Algorithms also help determine who ends up in the courtroom in the first place. Police are investing in “predictive policing” technology — powerful software that uses data on past crime to forecast where, when, and what crimes might occur. Police use the predictions to make deployment decisions. Some software even claims to predict who may be involved in a future crime. A pilot program in Chicago used software to identify roughly 400 people likely at high risk of being involved in violent crime in the next year. Law enforcement notified the individuals and followed up with them in an attempt to cut the city’s crime rate. Facial recognition algorithms are already used with surveillance footage, and emerging technology will allow real-time facial recognition with police body cameras.
Proponents of the tools laud the software’s potential to cut costs, drive down prison populations, and reduce bias in the criminal justice system. The expensive and prejudicial outcomes of our human-driven criminal justice system are well documented. As Judge Gorsuch lamented, “I’m not here to tell you I’m perfect. I’m a human being, not an algorithm.”

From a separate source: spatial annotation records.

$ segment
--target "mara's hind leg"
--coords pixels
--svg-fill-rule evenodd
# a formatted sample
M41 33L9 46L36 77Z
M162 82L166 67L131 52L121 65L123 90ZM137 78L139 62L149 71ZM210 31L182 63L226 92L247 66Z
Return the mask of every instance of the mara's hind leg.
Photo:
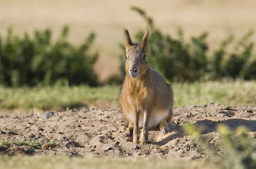
M133 133L134 123L131 120L129 120L129 125L128 127L126 128L126 134L132 135Z
M169 127L168 126L168 124L167 124L166 118L163 119L160 122L159 128L164 134L166 134L168 131L169 131Z
M166 134L170 129L169 126L168 126L168 124L170 122L172 118L172 106L170 107L169 109L169 113L168 116L163 119L163 120L160 122L160 125L159 126L159 128L162 132L164 134Z

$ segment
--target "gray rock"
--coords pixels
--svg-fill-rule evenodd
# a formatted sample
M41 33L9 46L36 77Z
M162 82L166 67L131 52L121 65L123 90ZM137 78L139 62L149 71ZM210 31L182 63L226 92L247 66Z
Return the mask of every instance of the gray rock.
M46 112L45 114L44 114L44 117L43 118L44 119L48 119L50 118L50 117L51 117L53 115L54 115L54 114L52 112Z
M119 141L116 141L116 143L115 143L115 145L116 145L116 146L118 146L119 145L119 144L120 144L120 142Z
M140 147L138 146L135 146L135 149L140 149Z
M112 147L107 147L106 148L106 151L111 150L111 149L113 149L113 148Z
M42 128L41 127L39 127L35 131L39 132L39 131L43 131L44 130L44 129L43 128Z
M175 118L174 120L174 123L175 123L175 124L177 124L179 123L179 119L178 118Z
M2 131L0 130L0 134L6 134L6 133L4 132L3 131Z
M76 125L76 127L81 127L81 125L80 125L79 124L78 124Z
M189 108L190 109L192 109L192 108L195 108L195 107L196 107L196 106L195 105L192 105L192 106L190 106L189 107Z

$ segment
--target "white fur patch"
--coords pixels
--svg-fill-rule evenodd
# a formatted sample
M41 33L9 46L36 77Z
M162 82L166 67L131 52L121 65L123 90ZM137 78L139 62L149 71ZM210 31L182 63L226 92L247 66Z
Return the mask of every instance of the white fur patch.
M158 111L159 111L159 110L158 110ZM148 128L152 128L157 126L159 125L160 122L163 119L166 118L168 116L168 110L164 111L162 111L160 112L158 112L157 113L156 113L156 112L153 112L151 114L151 116L149 119ZM131 112L129 115L127 115L127 117L131 121L134 122L134 118L132 112ZM140 114L140 121L139 122L139 126L140 128L142 128L143 127L143 114Z

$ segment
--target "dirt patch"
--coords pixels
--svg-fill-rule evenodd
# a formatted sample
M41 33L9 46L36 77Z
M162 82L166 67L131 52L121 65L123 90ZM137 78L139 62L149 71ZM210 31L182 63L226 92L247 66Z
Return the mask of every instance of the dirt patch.
M221 136L216 131L218 124L232 129L244 125L256 132L256 107L227 107L209 104L203 106L174 109L171 130L166 135L158 129L149 132L149 144L141 145L132 143L127 135L123 113L121 110L83 109L54 112L44 119L44 113L31 115L5 116L0 118L0 141L36 141L54 142L54 148L35 149L33 153L43 155L67 155L87 158L149 156L186 159L204 158L207 150L200 152L198 143L182 130L186 123L203 125L203 136L209 138L212 146L220 146Z

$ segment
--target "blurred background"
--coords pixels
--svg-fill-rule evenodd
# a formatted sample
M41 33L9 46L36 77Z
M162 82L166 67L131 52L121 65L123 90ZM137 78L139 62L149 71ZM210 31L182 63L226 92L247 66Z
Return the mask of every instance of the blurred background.
M0 0L0 105L119 107L122 28L139 42L147 26L148 62L174 83L176 106L255 104L256 7L253 0Z

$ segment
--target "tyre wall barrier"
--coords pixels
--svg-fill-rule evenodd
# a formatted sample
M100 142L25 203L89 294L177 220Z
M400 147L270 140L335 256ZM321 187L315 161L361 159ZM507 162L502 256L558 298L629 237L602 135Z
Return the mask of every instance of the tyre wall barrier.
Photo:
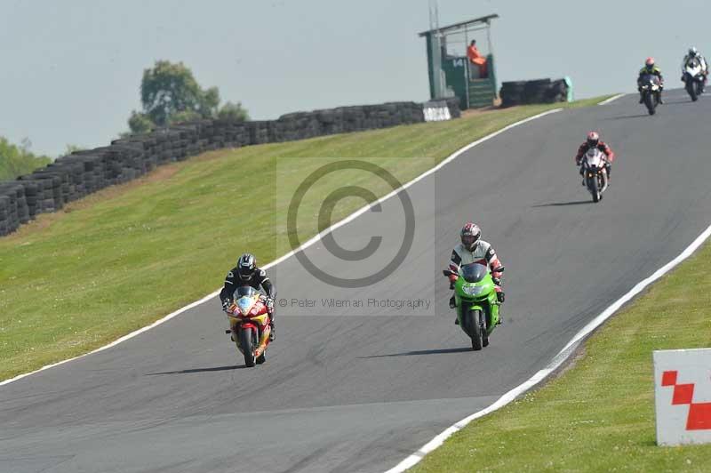
M456 99L437 107L443 117L459 116ZM57 212L67 203L204 151L422 123L431 116L427 108L427 104L391 102L290 113L271 121L199 120L76 151L31 174L0 182L0 236L39 213Z
M499 92L501 106L568 101L569 88L565 79L504 82Z

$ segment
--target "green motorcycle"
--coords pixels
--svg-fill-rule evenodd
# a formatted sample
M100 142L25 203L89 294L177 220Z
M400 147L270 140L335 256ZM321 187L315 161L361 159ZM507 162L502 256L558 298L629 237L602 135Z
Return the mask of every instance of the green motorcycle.
M503 272L504 267L497 268ZM489 269L480 263L465 264L455 273L444 269L444 276L459 276L454 284L454 301L459 326L472 339L472 349L489 345L489 336L499 324L499 302L496 285Z

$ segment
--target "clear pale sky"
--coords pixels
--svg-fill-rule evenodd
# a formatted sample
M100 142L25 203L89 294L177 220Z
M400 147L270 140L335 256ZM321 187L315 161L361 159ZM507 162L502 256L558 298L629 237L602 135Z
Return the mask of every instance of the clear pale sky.
M492 28L499 81L568 75L578 98L633 91L649 55L677 87L689 45L711 54L709 2L439 6L440 25L500 15ZM142 71L159 59L182 60L254 119L425 100L417 33L428 27L427 0L0 0L0 135L28 137L53 156L68 143L103 146L127 129Z

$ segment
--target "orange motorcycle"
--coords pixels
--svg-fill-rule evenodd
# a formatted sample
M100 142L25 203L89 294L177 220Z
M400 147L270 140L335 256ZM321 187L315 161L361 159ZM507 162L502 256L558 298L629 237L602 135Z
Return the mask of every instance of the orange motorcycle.
M269 345L269 314L267 298L252 286L238 287L228 309L232 340L244 355L249 367L266 361L265 352Z

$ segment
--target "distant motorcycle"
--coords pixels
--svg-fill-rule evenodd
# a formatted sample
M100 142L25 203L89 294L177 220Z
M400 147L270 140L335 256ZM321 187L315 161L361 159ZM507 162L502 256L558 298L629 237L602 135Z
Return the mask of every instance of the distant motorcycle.
M654 115L657 111L657 106L659 104L659 92L661 91L659 78L653 74L645 74L640 80L640 88L642 90L642 99L644 105L647 106L647 110L650 115Z
M701 61L698 58L691 58L686 61L683 68L682 80L685 84L686 92L691 100L696 101L699 96L704 92L704 70L701 68Z
M504 267L495 270L502 272ZM457 319L459 327L471 339L472 349L480 350L488 346L489 336L499 324L499 306L496 285L489 269L480 263L469 263L462 265L457 273L444 269L443 274L459 276L454 284Z
M580 165L587 190L593 196L593 202L599 202L607 189L607 159L605 154L597 148L591 148L583 156Z
M252 286L238 287L228 309L232 340L244 356L244 365L252 367L266 361L269 345L269 314L266 298Z

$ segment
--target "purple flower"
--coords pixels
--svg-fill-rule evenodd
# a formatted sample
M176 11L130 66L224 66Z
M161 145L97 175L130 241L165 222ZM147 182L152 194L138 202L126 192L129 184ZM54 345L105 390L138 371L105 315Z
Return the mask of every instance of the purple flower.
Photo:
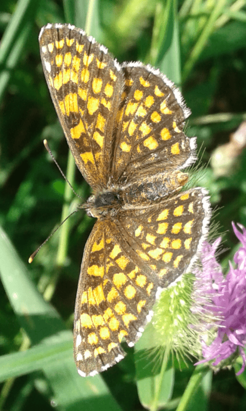
M207 305L203 305L204 309L212 311L217 319L212 324L213 327L217 326L217 335L209 345L204 341L201 342L204 360L197 364L211 360L214 360L214 366L221 361L223 364L227 360L228 364L228 359L234 359L240 354L242 365L237 373L238 375L244 371L246 363L243 350L246 344L246 229L240 224L237 226L242 233L232 222L234 233L242 246L234 255L236 267L233 268L229 262L229 271L225 278L215 256L220 238L212 245L204 243L200 257L202 269L198 267L194 271L198 278L196 295L206 294L207 298L209 297L210 304L208 301ZM211 327L209 324L208 328Z

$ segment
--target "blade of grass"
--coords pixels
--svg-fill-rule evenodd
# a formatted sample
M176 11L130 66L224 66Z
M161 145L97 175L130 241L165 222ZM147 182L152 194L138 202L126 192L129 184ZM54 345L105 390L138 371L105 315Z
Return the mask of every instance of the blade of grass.
M38 0L19 0L0 45L0 102L27 43L38 5Z
M71 349L72 333L66 330L56 311L38 293L26 267L1 228L0 250L0 274L10 302L32 343L40 342L27 351L11 354L16 356L13 361L11 357L2 357L2 378L33 371L39 366L51 384L54 401L59 407L77 411L90 397L88 409L96 409L99 398L101 401L104 399L103 409L119 409L100 376L83 378L77 372ZM30 356L29 361L27 356ZM9 362L5 369L6 359ZM5 371L7 374L4 374Z

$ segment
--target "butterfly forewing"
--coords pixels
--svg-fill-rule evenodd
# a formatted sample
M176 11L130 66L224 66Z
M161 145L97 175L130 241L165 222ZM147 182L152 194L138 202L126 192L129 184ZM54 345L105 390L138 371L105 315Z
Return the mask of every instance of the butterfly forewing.
M124 86L119 65L72 26L48 26L39 43L46 81L76 164L90 185L102 188Z

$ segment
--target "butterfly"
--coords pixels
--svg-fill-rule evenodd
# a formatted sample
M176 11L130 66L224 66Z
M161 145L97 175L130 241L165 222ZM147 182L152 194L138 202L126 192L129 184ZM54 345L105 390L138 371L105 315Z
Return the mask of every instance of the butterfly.
M157 69L120 64L80 29L48 24L39 35L44 71L97 219L86 244L75 303L79 373L121 360L153 313L160 290L189 271L208 233L207 192L182 190L196 139L179 91Z

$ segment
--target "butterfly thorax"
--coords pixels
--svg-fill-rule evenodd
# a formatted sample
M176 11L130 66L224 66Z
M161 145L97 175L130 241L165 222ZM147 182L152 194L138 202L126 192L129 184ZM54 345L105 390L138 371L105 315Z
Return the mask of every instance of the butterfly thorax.
M103 218L117 214L121 207L122 198L119 192L116 190L106 190L91 196L83 208L86 209L88 215Z

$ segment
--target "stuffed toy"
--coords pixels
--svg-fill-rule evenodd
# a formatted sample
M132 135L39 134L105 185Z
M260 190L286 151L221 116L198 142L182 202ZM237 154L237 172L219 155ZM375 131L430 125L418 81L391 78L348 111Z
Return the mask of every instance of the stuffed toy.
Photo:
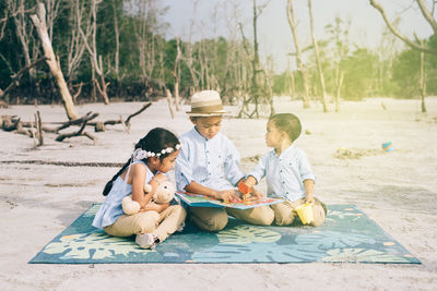
M158 183L155 193L153 194L152 201L156 204L169 203L175 196L176 189L168 181L167 177L162 173L156 174L153 180ZM152 185L144 184L144 192L150 193L152 191ZM126 215L134 215L140 211L140 204L132 201L132 194L126 196L121 201L121 207Z

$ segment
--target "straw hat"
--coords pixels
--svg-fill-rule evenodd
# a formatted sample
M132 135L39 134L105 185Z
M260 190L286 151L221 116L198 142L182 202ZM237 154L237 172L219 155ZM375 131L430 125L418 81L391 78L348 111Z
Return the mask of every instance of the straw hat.
M223 109L222 99L216 90L201 90L191 97L190 117L214 117L229 113Z

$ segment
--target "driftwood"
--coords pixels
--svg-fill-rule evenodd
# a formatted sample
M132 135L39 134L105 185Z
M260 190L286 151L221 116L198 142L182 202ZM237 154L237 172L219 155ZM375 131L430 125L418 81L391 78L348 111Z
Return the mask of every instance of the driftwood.
M45 61L45 60L47 60L47 58L46 58L46 57L42 57L42 58L37 59L36 61L34 61L33 63L31 63L29 65L27 65L27 66L21 69L20 72L17 72L17 73L13 76L13 78L12 78L12 81L11 81L11 84L9 84L9 86L8 86L4 90L1 90L1 89L0 89L0 99L3 98L3 97L5 97L7 94L8 94L12 88L14 88L14 87L19 84L20 78L22 78L22 76L23 76L23 74L24 74L25 72L27 72L27 71L31 70L32 68L38 65L40 62L43 62L43 61ZM3 102L4 102L4 101L3 101ZM7 105L7 107L8 107L8 104L7 104L7 102L4 102L4 105Z
M120 116L120 119L118 120L106 120L106 121L99 121L99 122L90 122L88 125L95 126L95 132L104 132L105 131L105 125L115 125L115 124L122 124L125 126L126 132L130 133L130 120L141 112L143 112L145 109L147 109L152 102L146 102L143 105L143 107L138 110L137 112L133 112L130 114L126 120L122 119Z
M83 130L85 129L87 122L88 122L88 120L85 119L83 121L82 126L81 126L81 129L79 131L72 132L72 133L60 134L60 135L58 135L58 137L56 137L56 141L57 142L62 142L63 140L69 138L69 137L73 137L73 136L86 136L90 140L95 142L97 138L94 135L91 135L87 132L83 132Z
M93 119L98 117L98 113L95 112L93 113L92 111L90 111L85 116L74 120L69 120L66 122L50 122L52 124L54 123L59 124L56 128L49 128L44 125L39 111L35 113L35 123L33 121L23 122L16 116L0 116L0 128L3 131L8 132L15 131L19 134L24 134L34 138L35 146L44 144L44 132L58 134L58 136L56 137L57 142L62 142L66 138L74 136L86 136L95 142L97 138L94 135L84 131L86 125L94 126L95 132L102 132L105 131L105 125L122 124L125 126L125 130L128 133L130 133L131 119L143 112L151 105L152 105L151 102L144 104L140 110L130 114L126 120L123 120L122 117L120 117L119 120L91 122ZM72 133L60 133L60 131L68 129L70 126L80 126L80 130ZM24 128L28 129L25 130Z

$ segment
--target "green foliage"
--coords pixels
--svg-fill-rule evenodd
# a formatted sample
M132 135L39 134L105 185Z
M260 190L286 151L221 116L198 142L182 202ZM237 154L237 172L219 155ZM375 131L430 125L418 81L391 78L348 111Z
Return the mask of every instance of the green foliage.
M36 0L24 1L26 12L14 14L19 3L8 9L5 1L0 1L0 88L5 88L12 76L26 65L24 47L28 57L35 61L43 54L39 39L29 20L31 9ZM74 65L71 59L78 56L74 41L81 40L76 31L78 16L74 12L75 1L55 1L57 15L50 26L51 43L59 58L62 72L71 87L83 83L81 98L88 100L92 93L92 62L85 49ZM81 27L86 33L90 19L90 0L80 0L83 5ZM103 60L106 82L109 82L109 97L120 96L126 99L142 99L153 94L163 94L163 88L175 88L175 61L177 56L176 39L166 39L168 24L162 20L167 8L161 7L158 0L107 0L97 9L96 47ZM16 22L25 27L25 44L16 33ZM119 50L117 51L116 28L119 31ZM404 49L390 60L383 53L364 47L352 48L349 40L350 22L340 17L324 27L326 38L319 39L320 57L328 94L336 95L340 72L344 74L341 95L344 99L361 99L371 96L416 97L420 86L420 52ZM90 39L91 41L91 39ZM437 49L436 36L426 40L427 46ZM177 76L182 97L188 97L193 89L220 89L226 102L234 102L234 96L250 95L251 59L253 48L250 43L229 40L224 37L204 38L194 44L180 40L182 58L178 62ZM387 53L386 53L387 54ZM118 71L116 58L118 56ZM305 62L310 78L311 96L321 95L320 84L314 63L314 49L305 52ZM269 71L267 68L261 68ZM437 95L437 57L425 56L426 92ZM292 75L294 83L292 84ZM294 92L293 92L294 88ZM275 95L303 96L303 78L298 71L283 72L273 76L272 89ZM35 75L27 74L12 96L44 96L39 100L58 101L52 78L45 64L35 70Z

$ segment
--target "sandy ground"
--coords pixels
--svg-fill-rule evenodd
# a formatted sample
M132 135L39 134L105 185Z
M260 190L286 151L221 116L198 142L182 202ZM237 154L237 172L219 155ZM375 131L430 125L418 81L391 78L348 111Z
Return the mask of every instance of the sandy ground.
M141 106L93 104L78 110L99 112L97 120L106 120L126 118ZM436 290L437 98L427 99L428 113L420 112L417 100L393 99L344 102L340 113L322 113L316 104L303 110L287 98L276 98L275 108L302 119L307 133L296 144L312 163L317 195L328 204L357 205L422 265L27 264L92 203L103 202L101 191L117 169L4 161L125 162L150 129L181 134L191 128L187 106L172 120L165 101L157 101L133 118L131 134L109 126L96 134L95 145L86 137L58 143L47 134L45 145L35 148L31 138L0 131L0 290ZM66 120L61 106L13 106L0 112L31 121L37 109L45 122ZM250 157L268 150L265 119L228 118L222 131L240 150L246 171L255 166ZM388 141L392 153L380 150ZM358 158L335 155L339 148Z

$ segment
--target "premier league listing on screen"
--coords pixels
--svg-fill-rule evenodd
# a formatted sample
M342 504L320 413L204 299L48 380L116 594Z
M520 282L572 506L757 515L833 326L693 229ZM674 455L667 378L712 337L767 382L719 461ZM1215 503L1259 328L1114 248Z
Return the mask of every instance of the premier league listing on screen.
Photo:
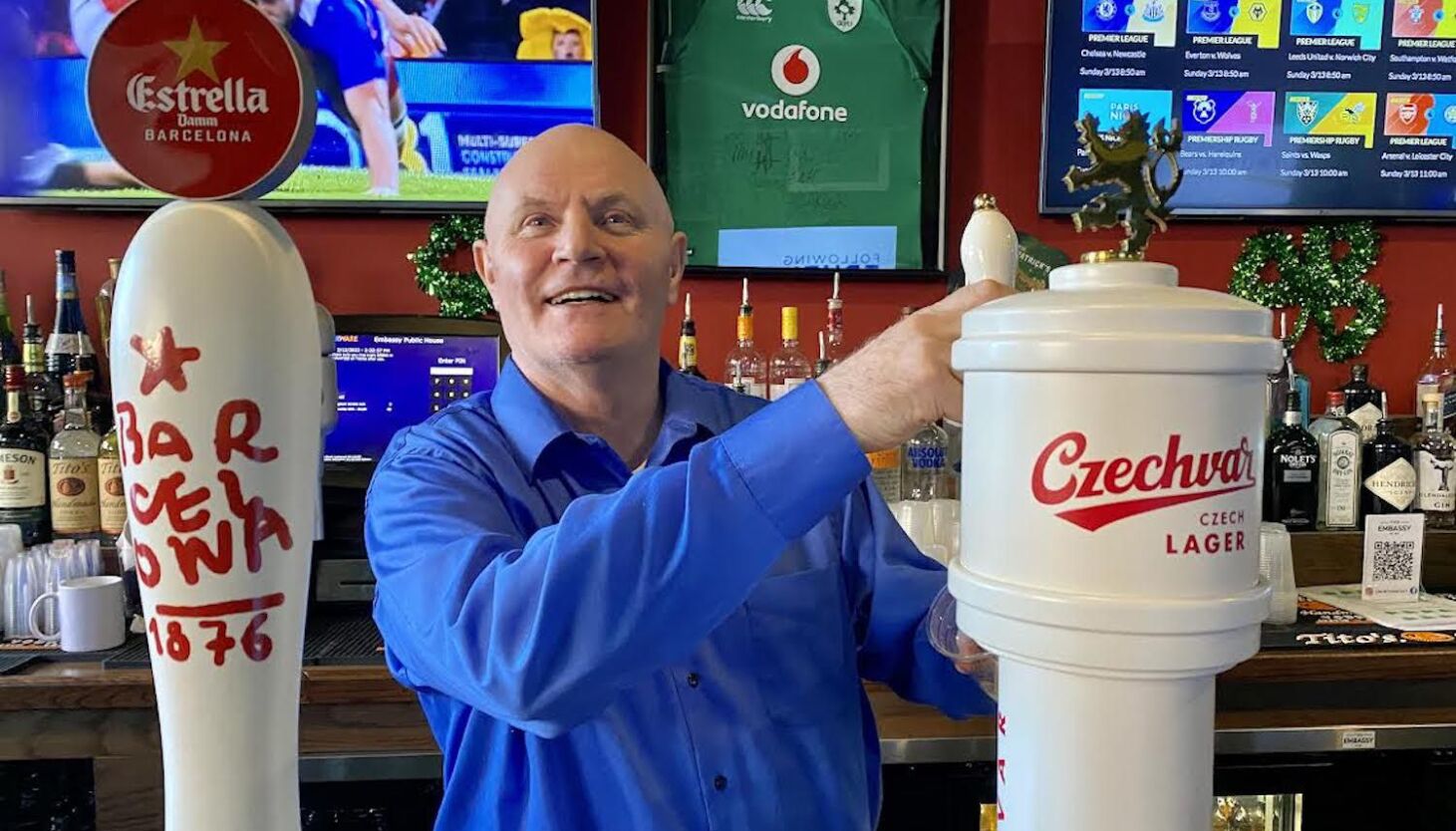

Unfortunately, the algorithms aren’t perfect either. A ProPublica analysis of a widely-used risk assessment algorithm found that only 20% of people the software predicted would commit violent crimes went on to do so in the two years after the assessment was conducted. When all crimes – including misdemeanors – were taken into account, the algorithm was only slightly more accurate than a coin flip in predicting recidivism rates. Worse still, it was nearly twice as likely to mislabel black defendants as high risk than white defendants.